Tener altas expectativas genera frustración cuando las cosas no se dan como esperábamos. ¿Será que es mejor esperar siempre lo peor?
¿No seríamos más felices si camináramos por el mundo creyendo que todo será catastrófico? Así nos aseguramos que la vida siempre nos dé más de lo que esperamos ¿No?
Sin expectativas ¿el secreto de la felicidad?
Vamos a ver una película que creemos buenísima y salimos frustrados. Vamos a ver la misma película jurando que es pésima y salimos felices. Entonces la cosa está clara: hay que pensar que todo va a ser terrible siempre y así la vida siempre nos va a sorprender positivamente.
Pero si de verdad consiguiéramos pensar así, sentir profundamente que todo va a salir mal ¿de donde sacaríamos la fuerza y la convicción para esforzarnospor cosas que consideramos importantes? ¿Para qué trabajar, si todo va a estar pésimo? ¿Para qué pasar tiempo con mi familia si creo que no lo disfrutaré?
Para un pesimista absoluto, esforzarse no tiene ningún sentido y el dejar de esforzarnos por las cosas que nos importan, inevitablemente volverá nuestra visión fatalista en una profecía auto-cumplida. Difícilmente las cosas van a salir bien si no nos esforzamos por ellas. Es entonces que surge la (aparente) paradoja: ¿Qué conviene? ¿Mantener las expectativas altas siempre, con el constante peligro de vivir defraudándonos o mantenerlas bajas siempre, con el peligro de convertirnos en unos amargados?
Requisitos para ser feliz.
La vida está llena de desafíos por los que vale la pena luchar: desde la pelea por que se respeten los derechos de las personas hasta hacer un paseo en familia. Y natural e inevitablemente, tendremos una idea de cómo se desarrollarán estos proyectos a futuro. Esa idea, muchas veces idealizada, es la que nos mueve, la que nos motiva a esforzarnos, a poner de nuestra parte para hacer realidad nuestros planes, por muy banales que estos sean (como el simple hecho de ir a ver una película). Porque las buenas expectativas son nuestro mejor “jefe de obra” y juega un papel clave durante el proceso productivo para terminar aquello que nos proponemos.
Lo importante es estar conscientes que, aunque un gran entusiasmo nos ayuda a avanzar, si transformamos las expectativas en la vara para medir nuestro éxito, difícilmente vamos a poder alcanzarlo corriendo el peligro de convertirnos en unos caprichosos inconformistas.
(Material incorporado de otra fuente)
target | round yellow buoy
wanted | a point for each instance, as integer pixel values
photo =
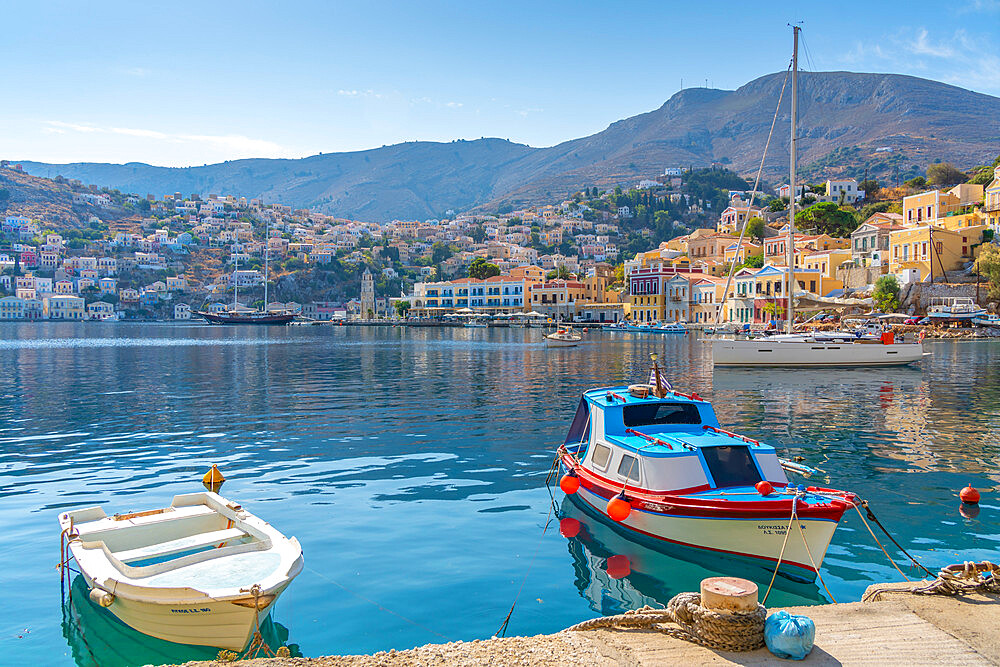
(213, 479)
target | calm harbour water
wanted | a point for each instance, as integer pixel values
(411, 464)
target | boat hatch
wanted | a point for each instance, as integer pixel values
(731, 465)
(650, 414)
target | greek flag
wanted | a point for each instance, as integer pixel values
(663, 381)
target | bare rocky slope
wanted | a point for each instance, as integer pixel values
(844, 118)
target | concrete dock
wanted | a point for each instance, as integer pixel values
(893, 628)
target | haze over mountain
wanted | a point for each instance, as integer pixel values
(844, 118)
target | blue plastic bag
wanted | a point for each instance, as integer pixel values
(789, 636)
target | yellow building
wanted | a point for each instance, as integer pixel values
(824, 261)
(911, 248)
(746, 249)
(991, 202)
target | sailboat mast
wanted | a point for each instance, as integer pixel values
(267, 256)
(791, 179)
(236, 271)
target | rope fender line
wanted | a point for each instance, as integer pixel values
(711, 629)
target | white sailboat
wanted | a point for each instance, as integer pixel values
(203, 571)
(807, 349)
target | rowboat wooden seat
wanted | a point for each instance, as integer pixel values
(180, 545)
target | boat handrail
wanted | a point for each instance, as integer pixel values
(649, 438)
(723, 431)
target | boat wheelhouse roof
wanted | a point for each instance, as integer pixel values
(675, 425)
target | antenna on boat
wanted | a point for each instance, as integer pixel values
(660, 390)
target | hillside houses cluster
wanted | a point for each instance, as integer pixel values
(684, 279)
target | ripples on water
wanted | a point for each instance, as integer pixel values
(410, 463)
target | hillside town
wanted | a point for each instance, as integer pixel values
(169, 257)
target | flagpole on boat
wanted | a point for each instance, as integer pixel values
(791, 180)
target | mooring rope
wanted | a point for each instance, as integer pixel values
(737, 631)
(956, 579)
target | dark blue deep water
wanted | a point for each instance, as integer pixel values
(410, 464)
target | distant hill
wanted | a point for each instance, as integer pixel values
(845, 118)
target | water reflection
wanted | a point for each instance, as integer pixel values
(98, 639)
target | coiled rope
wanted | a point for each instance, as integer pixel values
(691, 622)
(956, 579)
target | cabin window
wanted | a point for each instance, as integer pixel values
(731, 466)
(580, 427)
(601, 456)
(629, 468)
(650, 414)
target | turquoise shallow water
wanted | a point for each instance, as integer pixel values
(410, 464)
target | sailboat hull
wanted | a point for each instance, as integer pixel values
(250, 318)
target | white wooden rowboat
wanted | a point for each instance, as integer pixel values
(203, 571)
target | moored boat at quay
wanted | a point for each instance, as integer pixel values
(202, 571)
(656, 463)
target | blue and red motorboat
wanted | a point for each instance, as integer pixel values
(656, 463)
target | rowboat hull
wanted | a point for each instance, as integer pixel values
(208, 622)
(765, 352)
(757, 539)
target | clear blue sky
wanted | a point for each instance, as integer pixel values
(186, 83)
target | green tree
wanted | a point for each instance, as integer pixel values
(886, 294)
(870, 187)
(481, 268)
(755, 228)
(827, 218)
(988, 266)
(944, 173)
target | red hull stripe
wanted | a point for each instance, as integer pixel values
(785, 561)
(679, 505)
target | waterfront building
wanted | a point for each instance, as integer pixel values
(991, 202)
(848, 187)
(98, 310)
(932, 249)
(368, 306)
(64, 307)
(558, 298)
(11, 308)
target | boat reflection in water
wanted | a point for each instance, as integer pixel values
(653, 576)
(98, 639)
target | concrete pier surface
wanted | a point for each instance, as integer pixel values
(894, 628)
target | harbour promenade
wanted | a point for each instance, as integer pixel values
(894, 628)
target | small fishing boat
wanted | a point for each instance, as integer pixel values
(990, 320)
(563, 338)
(656, 327)
(203, 571)
(954, 309)
(655, 463)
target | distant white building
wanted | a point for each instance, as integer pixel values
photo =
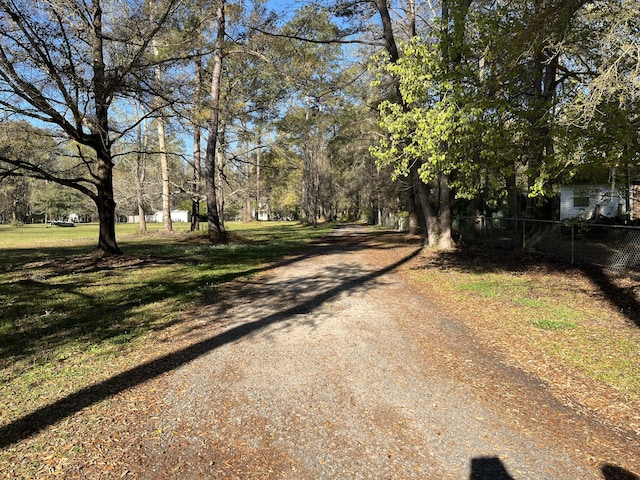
(158, 217)
(589, 201)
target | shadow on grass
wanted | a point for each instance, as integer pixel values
(343, 280)
(619, 292)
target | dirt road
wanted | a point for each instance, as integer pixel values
(329, 366)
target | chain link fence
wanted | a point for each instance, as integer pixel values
(613, 247)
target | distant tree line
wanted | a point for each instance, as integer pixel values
(341, 109)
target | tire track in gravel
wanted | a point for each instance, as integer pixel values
(337, 371)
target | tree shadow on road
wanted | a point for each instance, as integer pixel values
(77, 401)
(488, 468)
(613, 472)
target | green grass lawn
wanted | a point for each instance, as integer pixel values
(68, 320)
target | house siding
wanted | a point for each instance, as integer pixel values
(610, 203)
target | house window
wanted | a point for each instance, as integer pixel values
(580, 199)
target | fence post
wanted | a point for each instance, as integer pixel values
(572, 243)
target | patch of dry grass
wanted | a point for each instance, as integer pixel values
(577, 329)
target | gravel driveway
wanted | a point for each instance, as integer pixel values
(329, 366)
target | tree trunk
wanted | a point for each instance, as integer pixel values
(106, 206)
(140, 170)
(411, 207)
(195, 197)
(101, 143)
(446, 240)
(214, 226)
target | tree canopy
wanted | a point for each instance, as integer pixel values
(339, 109)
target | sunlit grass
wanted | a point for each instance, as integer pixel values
(67, 320)
(543, 312)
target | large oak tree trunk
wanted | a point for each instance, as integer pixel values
(106, 205)
(215, 228)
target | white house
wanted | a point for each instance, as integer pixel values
(588, 201)
(158, 217)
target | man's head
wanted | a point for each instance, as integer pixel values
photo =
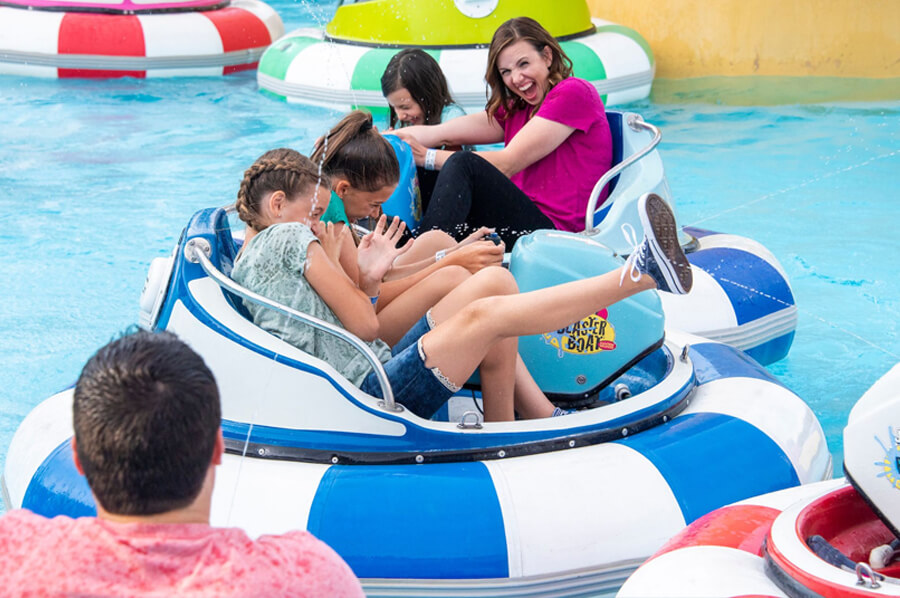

Porque los proyectos nunca se vuelven realidad tal y como los planeamos: a veces se superan, otras no se alcanzan, y muchísimas veces el resultado es tan diferente a lo que imaginamos, que ni siquiera se vuelve comparable.
Disfrutar de lo bueno.
No importa el desafío que nos propongamos ni lo catastrófico que pueda ser el resultado: siempre hay algo bueno, por muy pequeño que sea, que podemos sacar en limpio. Las expectativas entusiastas son una gran ayuda anímica para avanzar, pero necesitamos despojarnos de ellas a la hora de sacar las cuentas, de evaluar el éxito o de disfrutar el resultado. Porque la vida nunca es como la planeamos y si esperamos poder predecir el futuro para estar felices, entonces siempre viviremos frustrados. Disfrutar la vida requiere de apuestas, de riesgos y de esfuerzos, así como de expectativas optimistas que nos ayudan a tomarlos. Pero para disfrutarla a concho, también se requiere ser flexible, creativo, capaz de reaccionar y disfrutar con las cosas pequeñas, pues es en esos momentos en los que más necesitamos liberarnos de las ideas preconcebidas que tenemos de la vida, tanto en los grandes desafíos como en los asuntos más cotidianos.
Las expectativas optimistas son una excelente gasolina, pero una mala regla para medir la felicidad. De nosotros depende escucharla en los momentos adecuados e ignorarlas a la hora disfrutar. Así podremos avanzar por la vida con una mirada positiva (y no impositiva) que nos permita valorar de cada regalo que encontremos en el camino, sin importar lo pequeño que este sea.